Weźmiemy dziś na warsztat kompaktowy aparat stereoskopowy Vivitar ViviCam T135. To taki międzynarodowy konglomerat. Amerykańska firma produkuje aparat od 2011 roku w Chinach głównie na angielski rynek. Nie przypuszczam, żeby zamiarem producenta było konkurowanie z Fujifilm Real 3D, bo Vivitar nie jest aparatem wysokich lotów. Dwa obrazy z dwóch obiektywów (baza 62 mm.) rejestrowane są na jednej matrycy o rozdzielczości 12,1 megapikseli.
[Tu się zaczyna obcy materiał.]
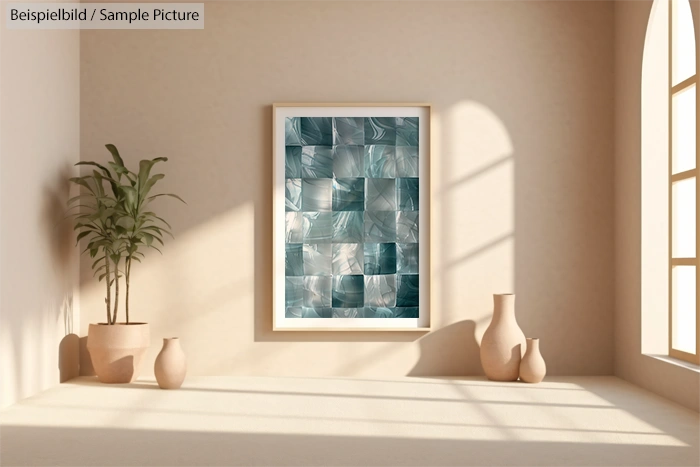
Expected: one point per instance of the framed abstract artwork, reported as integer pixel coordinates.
(351, 217)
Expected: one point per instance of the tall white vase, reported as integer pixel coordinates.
(503, 344)
(532, 367)
(171, 364)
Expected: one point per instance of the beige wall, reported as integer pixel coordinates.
(523, 163)
(39, 142)
(667, 379)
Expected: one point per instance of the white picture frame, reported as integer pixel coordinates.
(282, 111)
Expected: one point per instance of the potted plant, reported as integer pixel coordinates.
(116, 221)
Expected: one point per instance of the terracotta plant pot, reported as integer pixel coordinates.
(503, 343)
(532, 367)
(171, 365)
(117, 350)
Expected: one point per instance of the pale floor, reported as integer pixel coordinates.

Za jednym obiektywem umieszczony jest filtr w kolorze niebieskim a za drugim w kolorze czerwonym, efektem czego jest gotowy anaglif zapisywany na karcie SD w formacie JPEG. Ekran o przekątnej 2,7 cala wyświetla także anaglif, który można obejrzeć za pomocą dołączonych do Vivitara okularów. Minimalna rozdzielczość uzyskanego obrazu to 640x480 pikseli a maksymalna 4000x3000 punktów. Oprócz zdjęć kompakcik robi także i filmy w rozmiarach od 320x240 do 1280x720. Aparat ma wbudowaną lampę błyskową (niestety, błyska ona tylko w trybie 2D) i pięciokrotny zoom cyfrowy (działa tylko w trybie zdjęciowym). Co do możliwości technicznych to jak widzicie "Vivi" nie powala na kolana. Przebogata jest natomiast paleta kolorów w jakich produkowany jest sprzęcik. Do wyboru, do koloru: czarny, srebrny, czerwony, fioletowy, różowy, granatowy, błękitny i żółty. Chyba kolory aparatu rekompensują straty barw w anaglifach! Podsumowując, ViviCam T135 nie jest na pewno sprzętem dla profesjonalisty. Nadaje się za to do zabawy w 3D choćby z tego powodu, że nie obciąża zbytnio i tak chudego ostatnio portfela.
Opakowanie zestawu ViviCam T135
Vivitar ViviCam T135 2011
PS. Bardzo dziękuję Pani Annie i Panu Rafałowi. Właśnie to dzięki nim Vivitar dojechał do mnie z Londynu. Jak to dobrze mieć znajomych!